Abigail was a big-budget Russian-made film. Alexandr Boguslavskiy had previously co-directed the SF tv series The Day After (2013-6) and co-directed the superpowers film Beyond the Edge of Reality (2018).

The film creates an interesting and original almost familiar world – the cars come from sometime in the 1930s, the uniforms are imperial East European and yet there is also magic. This also sits alongside a number of Steampunk Films elements, including the rebels being outfitted with nifty devices that enhance their power. The last quarter of the show is taken up by the swashbuckling element and some impressive airship action scenes.

I kept being reminded of the recent tv series Carnival Row (2019- ), which did similar things in having an almost familiar Victorian world that had been blended with magic and magical creatures. The main difference is that Carnival Row, while by no means a great show, at least did a passable job in its worldbuilding whereas the world here lacks much depth or implied history/mythology that extends beyond the frame.

The major issue I have is one I do with several other fantasy works – Harry Potter is a perfect example – and that is that there seems no constraints on the magic – when we see it so prevalent to the point it is being wielded by stallholders in the street, it simply becomes too powerful. Magic works best when there are some rules and constraints on its usage otherwise it simply becomes a story in which anything can happen.

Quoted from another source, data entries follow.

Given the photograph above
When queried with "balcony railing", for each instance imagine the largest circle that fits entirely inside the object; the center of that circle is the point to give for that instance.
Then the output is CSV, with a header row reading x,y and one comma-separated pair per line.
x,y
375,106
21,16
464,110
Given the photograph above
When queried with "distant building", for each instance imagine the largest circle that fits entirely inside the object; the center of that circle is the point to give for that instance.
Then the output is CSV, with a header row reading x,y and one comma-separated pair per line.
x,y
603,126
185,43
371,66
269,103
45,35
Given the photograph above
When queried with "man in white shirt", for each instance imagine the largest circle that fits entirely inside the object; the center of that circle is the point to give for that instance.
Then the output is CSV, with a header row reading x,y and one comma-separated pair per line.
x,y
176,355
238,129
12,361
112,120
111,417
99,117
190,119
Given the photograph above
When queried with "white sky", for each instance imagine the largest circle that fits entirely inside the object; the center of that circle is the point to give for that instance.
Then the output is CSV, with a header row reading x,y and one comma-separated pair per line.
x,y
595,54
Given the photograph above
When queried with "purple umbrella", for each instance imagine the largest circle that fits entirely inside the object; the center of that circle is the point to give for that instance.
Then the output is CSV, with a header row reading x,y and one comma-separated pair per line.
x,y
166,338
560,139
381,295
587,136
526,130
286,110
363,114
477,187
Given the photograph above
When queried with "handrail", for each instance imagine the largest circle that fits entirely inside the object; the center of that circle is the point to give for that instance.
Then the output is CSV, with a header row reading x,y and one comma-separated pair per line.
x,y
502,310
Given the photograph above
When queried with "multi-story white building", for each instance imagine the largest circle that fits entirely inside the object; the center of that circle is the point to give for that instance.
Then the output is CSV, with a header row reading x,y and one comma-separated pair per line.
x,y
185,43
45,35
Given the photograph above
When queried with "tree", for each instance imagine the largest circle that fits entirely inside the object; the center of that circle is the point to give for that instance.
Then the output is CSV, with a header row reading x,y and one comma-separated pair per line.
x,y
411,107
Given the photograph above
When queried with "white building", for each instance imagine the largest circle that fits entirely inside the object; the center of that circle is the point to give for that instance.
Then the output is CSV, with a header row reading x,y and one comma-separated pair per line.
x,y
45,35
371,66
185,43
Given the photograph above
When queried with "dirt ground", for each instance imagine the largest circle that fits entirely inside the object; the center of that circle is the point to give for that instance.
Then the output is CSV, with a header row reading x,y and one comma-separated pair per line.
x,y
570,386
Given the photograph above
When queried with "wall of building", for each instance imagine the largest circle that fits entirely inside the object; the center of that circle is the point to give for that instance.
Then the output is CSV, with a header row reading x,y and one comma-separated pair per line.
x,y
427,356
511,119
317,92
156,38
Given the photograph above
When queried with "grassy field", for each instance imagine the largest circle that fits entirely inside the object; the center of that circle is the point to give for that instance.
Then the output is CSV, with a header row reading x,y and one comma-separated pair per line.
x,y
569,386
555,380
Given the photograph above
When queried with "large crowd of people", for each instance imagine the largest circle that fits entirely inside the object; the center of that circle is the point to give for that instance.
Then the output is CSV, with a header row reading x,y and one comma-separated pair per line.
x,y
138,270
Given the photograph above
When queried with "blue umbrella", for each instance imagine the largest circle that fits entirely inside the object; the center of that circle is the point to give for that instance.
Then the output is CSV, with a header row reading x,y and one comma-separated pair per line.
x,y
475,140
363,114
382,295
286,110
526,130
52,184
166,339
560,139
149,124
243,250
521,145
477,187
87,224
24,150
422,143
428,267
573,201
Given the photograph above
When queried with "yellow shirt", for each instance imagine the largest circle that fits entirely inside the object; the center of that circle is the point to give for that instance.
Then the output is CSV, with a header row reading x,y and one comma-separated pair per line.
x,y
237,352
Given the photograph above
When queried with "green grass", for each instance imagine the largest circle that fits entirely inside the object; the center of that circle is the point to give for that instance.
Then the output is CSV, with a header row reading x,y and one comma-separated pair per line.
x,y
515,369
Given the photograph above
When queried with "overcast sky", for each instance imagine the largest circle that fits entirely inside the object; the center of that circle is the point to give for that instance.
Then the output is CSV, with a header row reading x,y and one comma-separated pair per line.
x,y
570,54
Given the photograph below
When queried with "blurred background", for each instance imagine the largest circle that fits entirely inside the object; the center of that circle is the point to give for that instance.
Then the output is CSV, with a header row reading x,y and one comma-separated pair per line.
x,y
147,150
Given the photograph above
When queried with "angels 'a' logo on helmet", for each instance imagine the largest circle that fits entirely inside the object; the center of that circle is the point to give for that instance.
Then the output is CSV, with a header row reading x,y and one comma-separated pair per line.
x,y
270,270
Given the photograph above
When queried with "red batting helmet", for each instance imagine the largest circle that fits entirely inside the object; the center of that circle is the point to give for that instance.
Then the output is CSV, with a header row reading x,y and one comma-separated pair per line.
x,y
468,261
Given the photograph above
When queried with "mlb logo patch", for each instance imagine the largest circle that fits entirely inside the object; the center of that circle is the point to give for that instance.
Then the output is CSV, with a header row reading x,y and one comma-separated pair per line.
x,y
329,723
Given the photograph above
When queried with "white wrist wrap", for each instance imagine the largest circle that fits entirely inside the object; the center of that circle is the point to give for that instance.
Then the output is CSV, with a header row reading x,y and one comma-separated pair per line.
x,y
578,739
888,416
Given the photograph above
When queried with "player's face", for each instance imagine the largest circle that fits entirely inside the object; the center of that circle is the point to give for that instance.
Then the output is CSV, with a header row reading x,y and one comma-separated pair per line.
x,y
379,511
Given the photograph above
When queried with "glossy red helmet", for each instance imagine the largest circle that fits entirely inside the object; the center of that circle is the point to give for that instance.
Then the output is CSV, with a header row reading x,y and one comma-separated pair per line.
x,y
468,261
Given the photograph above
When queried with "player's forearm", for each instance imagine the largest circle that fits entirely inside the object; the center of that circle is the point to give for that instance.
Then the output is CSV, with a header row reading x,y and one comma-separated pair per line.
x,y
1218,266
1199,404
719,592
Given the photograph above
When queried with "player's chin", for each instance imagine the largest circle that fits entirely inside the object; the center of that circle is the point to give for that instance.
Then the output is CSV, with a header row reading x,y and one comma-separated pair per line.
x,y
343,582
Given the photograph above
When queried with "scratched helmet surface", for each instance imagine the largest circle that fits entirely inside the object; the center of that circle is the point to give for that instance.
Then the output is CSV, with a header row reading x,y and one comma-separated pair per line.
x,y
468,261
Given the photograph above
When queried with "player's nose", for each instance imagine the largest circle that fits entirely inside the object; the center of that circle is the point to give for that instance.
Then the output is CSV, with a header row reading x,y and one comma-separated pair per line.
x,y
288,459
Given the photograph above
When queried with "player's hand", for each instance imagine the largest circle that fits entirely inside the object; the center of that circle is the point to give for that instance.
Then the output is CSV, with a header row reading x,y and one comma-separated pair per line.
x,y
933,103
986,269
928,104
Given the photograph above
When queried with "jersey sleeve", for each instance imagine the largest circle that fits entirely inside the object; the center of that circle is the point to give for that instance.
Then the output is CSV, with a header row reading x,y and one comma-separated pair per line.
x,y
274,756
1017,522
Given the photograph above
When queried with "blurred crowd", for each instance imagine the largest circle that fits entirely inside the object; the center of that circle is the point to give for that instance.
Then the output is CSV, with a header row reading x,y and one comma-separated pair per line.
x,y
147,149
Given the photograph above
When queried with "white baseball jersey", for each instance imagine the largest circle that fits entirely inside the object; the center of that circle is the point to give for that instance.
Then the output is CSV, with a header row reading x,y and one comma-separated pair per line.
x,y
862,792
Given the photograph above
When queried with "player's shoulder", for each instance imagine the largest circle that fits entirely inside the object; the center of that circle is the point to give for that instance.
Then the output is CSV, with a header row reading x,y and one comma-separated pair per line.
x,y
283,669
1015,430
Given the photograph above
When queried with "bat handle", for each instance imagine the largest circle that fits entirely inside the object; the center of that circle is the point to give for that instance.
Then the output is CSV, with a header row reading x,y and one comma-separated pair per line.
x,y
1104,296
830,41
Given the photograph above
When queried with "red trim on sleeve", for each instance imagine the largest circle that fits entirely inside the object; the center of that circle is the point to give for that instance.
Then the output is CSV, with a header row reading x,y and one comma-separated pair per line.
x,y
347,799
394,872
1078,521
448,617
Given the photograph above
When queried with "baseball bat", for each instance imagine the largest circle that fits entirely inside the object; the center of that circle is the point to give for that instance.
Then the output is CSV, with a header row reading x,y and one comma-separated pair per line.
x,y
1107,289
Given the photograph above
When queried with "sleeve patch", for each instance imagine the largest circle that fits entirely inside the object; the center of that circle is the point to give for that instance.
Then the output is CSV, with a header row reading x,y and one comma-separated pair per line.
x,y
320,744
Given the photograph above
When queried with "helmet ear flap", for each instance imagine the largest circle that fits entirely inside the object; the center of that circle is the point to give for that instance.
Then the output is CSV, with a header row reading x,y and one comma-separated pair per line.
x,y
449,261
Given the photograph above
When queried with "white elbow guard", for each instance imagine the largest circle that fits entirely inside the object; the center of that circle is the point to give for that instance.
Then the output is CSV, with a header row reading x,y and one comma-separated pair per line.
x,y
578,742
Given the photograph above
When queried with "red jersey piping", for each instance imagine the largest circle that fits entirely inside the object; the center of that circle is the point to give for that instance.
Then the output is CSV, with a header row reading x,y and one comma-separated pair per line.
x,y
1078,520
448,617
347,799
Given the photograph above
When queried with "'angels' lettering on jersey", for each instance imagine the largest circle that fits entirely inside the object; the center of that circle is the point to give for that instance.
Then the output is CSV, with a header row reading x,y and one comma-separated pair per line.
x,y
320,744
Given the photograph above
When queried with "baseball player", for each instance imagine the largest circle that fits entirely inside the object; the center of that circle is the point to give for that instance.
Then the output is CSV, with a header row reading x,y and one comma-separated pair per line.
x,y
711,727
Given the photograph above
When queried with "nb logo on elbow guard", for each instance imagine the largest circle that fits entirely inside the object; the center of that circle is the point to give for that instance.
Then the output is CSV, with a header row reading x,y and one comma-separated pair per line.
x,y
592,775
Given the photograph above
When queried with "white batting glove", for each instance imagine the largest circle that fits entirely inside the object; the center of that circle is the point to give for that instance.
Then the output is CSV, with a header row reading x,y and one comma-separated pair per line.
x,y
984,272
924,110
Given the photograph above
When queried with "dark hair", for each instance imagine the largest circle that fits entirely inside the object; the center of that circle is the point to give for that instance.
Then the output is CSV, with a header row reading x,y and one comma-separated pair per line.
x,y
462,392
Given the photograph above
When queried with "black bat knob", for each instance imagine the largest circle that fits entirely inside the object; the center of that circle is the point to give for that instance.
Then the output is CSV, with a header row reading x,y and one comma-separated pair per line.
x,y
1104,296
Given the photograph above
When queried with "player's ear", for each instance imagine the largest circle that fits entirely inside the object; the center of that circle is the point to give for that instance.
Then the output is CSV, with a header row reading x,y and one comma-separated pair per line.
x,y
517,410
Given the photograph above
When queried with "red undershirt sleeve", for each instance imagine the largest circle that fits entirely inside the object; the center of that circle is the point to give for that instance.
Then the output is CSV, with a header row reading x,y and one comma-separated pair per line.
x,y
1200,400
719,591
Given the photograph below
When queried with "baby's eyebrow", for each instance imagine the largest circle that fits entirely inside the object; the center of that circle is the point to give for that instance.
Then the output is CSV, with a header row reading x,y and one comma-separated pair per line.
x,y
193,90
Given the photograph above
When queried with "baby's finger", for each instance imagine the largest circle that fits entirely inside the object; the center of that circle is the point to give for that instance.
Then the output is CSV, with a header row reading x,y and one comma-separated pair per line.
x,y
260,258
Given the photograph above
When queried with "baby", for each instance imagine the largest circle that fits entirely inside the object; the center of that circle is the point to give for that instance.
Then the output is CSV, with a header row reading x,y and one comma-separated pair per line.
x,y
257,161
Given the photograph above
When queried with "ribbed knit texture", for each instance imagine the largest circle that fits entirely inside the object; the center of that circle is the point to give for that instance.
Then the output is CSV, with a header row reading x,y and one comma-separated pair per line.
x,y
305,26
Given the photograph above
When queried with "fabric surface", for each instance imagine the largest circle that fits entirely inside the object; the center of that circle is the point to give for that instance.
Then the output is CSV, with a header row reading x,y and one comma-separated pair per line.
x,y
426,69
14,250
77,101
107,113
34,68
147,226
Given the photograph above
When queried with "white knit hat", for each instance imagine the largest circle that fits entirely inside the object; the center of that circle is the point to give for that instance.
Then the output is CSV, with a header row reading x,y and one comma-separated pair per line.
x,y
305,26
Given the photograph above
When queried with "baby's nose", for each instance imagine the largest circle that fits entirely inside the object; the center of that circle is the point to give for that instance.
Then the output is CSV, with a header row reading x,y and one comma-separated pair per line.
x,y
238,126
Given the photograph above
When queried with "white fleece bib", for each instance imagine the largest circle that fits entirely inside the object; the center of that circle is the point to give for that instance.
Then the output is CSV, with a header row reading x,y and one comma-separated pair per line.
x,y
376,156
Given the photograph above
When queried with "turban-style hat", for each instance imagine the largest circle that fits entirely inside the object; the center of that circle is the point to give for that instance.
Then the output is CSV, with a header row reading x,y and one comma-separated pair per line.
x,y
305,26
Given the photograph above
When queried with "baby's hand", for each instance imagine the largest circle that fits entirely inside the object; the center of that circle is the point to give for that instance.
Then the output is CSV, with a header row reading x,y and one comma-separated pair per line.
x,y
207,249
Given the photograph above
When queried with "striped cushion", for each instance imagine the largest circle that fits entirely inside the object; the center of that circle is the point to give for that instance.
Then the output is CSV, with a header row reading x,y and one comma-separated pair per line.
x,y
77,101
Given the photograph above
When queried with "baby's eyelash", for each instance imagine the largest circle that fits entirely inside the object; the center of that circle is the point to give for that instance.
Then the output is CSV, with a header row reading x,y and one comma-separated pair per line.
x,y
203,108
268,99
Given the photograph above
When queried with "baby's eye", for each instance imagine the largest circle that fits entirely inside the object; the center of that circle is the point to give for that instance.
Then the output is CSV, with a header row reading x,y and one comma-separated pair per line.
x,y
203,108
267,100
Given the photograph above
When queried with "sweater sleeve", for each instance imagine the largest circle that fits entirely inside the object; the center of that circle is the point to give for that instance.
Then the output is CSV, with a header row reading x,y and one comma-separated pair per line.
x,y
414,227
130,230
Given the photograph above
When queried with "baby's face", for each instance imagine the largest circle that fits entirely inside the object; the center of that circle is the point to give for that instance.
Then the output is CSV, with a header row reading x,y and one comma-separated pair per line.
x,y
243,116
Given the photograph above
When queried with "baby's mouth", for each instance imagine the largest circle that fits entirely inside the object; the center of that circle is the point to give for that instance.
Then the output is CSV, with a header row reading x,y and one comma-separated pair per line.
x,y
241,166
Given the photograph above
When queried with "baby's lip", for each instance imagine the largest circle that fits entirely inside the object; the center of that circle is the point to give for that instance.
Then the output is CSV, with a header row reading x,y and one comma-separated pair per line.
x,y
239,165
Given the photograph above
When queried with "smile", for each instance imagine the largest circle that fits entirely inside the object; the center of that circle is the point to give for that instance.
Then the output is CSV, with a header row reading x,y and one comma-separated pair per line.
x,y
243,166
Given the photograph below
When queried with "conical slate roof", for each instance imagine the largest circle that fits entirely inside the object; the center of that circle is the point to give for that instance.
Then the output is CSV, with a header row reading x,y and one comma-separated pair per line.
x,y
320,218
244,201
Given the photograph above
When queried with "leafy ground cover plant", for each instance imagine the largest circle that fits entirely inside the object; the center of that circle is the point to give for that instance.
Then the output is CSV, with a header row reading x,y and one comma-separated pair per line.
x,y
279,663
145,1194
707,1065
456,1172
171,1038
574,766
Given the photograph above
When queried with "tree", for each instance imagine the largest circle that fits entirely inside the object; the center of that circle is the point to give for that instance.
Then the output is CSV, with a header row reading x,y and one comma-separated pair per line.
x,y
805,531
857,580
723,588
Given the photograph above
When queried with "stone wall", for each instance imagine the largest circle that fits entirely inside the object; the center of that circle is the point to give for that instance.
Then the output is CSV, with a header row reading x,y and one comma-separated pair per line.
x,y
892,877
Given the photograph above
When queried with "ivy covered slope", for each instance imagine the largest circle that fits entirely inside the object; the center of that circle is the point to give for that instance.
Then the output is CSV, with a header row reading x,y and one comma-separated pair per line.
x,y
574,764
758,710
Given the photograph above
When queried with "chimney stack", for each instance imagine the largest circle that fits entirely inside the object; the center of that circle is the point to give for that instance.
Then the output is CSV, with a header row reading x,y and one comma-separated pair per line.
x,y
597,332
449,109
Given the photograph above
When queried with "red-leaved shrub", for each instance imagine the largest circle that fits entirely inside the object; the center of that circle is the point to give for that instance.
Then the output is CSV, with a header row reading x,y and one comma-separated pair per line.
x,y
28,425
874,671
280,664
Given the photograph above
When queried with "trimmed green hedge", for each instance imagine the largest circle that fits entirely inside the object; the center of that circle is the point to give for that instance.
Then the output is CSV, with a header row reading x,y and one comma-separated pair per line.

Tinatin Dalakishvili as Abigail Foster in Abigail (2019)
Tinatin Dalakishvili as Abigail Foster

In many ways, the story here could easily be a Young Adult fantasy. It covers all the essential tropes – the young heroine who has power and knowledge that makes her unique; the romance with the guy; her stand against an evil authoritarian regime; her leading a revolution against the regime seemingly by her goodness alone. It also feels as though the film is making a subtly coded critique of Russia’s former Communist regime – the evil dictatorial city state is one that wants to enforce a dictum that everybody be equal, requiring that people suppress their natural abilities to do so, while the revolutionaries are fighting in favour of people being allowed to be free and be their natural selves.

The biggest problem I had with Abigail was the fact that the only copy I could find to watch was an English-language dubbed version. (My preference is always for subbed copies as it most represents the creator’s original vision). This unfortunately appears to have been conducted by a cut-price US animation company with frequently grating results. Certainly, they do a reasonable job in matching lip movements. However, it is clearly done by a group of voice actors who are used to delivering their vocal performances for animation where emotions are simplified and over-emphasised, something that simply does not suit live-action performances. The voice actors are not credited but whoever voices the role of Abigail, a character who seems around the age of twenty, makes her voice sound like a twelve-year-old girl.